4. If you convince people that in-person socialising is dangerous, people will be cautious about in-person socialising
Our data on intended behaviour post-lockdown has proven to be a fascinating study in contrast – and not always easily explained. Some countries that have suffered relatively little exposure to coronavirus, such as Australia, appear to have more nervousness about going out to bars and meeting people than countries such as Japan, where the virus was running out of control for a period of time.
Overall, however, we have observed a fairly consistent pattern: around 1 in 6 consumers in the 12 markets we studies can’t wait to get back to restaurants, shops and bars, while around a quarter to a third are very resistant to the idea of being among crowds again. The group in the middle, typically around half of the population, are expecting to return to their normal pattern in due course, but appear not to be in any hurry to do so.
Conclusion: the on-premise in particular will see at best 75 per cent of its traffic even when restrictions have been removed and table capacity is restored – at least until the most cautious 25 per cent of the population have been fully reassured.
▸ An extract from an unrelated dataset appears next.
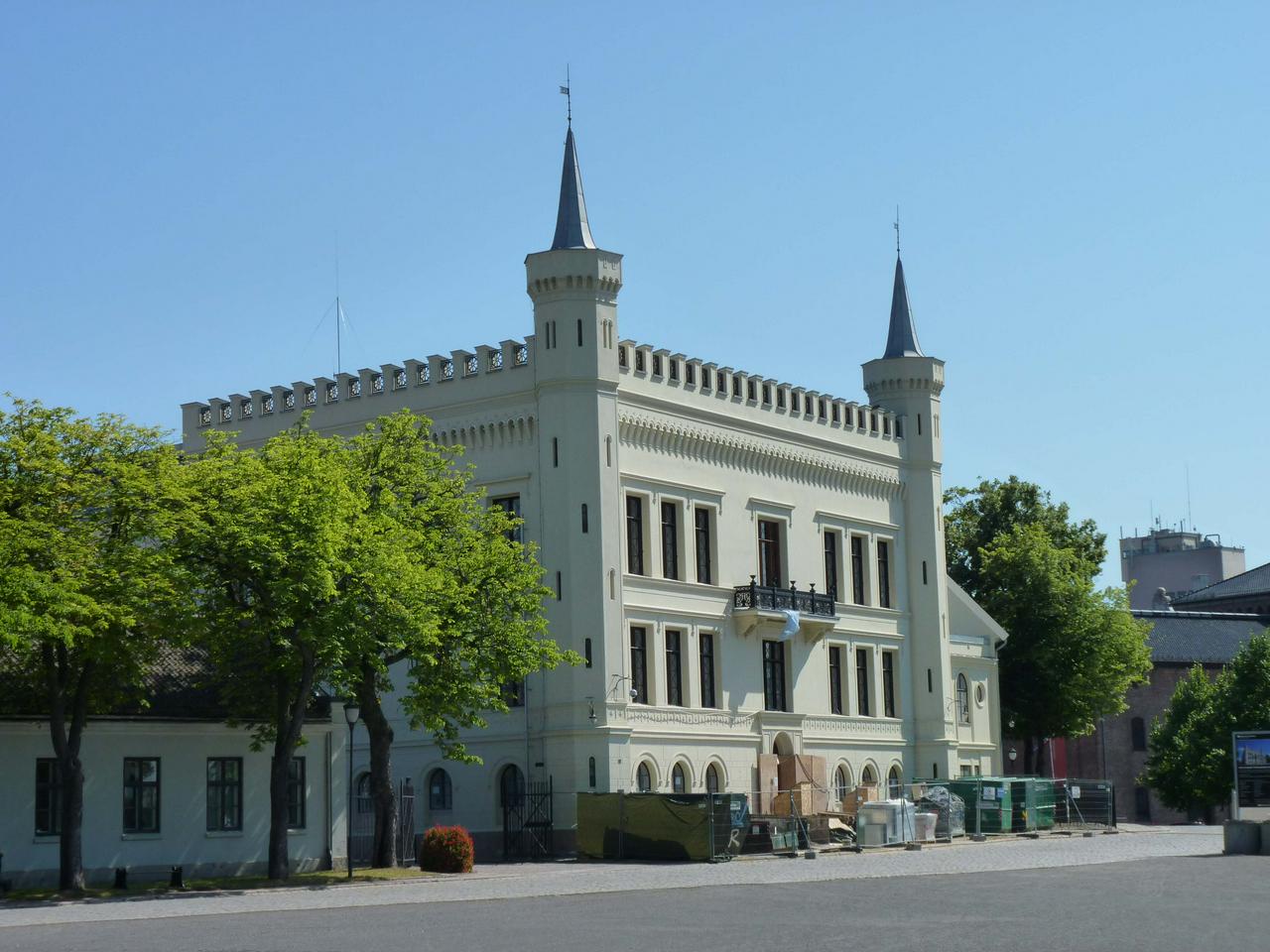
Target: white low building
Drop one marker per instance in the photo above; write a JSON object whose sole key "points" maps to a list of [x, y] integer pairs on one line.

5. Money worries will put the brakes on spending for at least 12 months – probably longer
A consistent finding in the Covid-19 Impact Reports was that consumers are going to try to spend less and save more over the coming 12 months. It is hardly a surprise, given the economic disruption arising from lockdown and its aftermath, and the longer-term threat of a severe recession. Such data points are making economists very nervous, because such widespread and sudden changes of behaviour can cause major contractions in the economy and have broader and lasting effects on demand, prices and jobs.
Our data is suggesting that the principle casualties of this spend freeze will be longer-term and more expensive spending decisions such as moving house, buying a car, or planning big trips abroad (which are largely not possible at the moment anyway). Less affected will be the small luxuries alluded to in point one above, though even here the consumer default position will be to seek out value and avoid risky, esoteric and potentially disappointing products and experiences.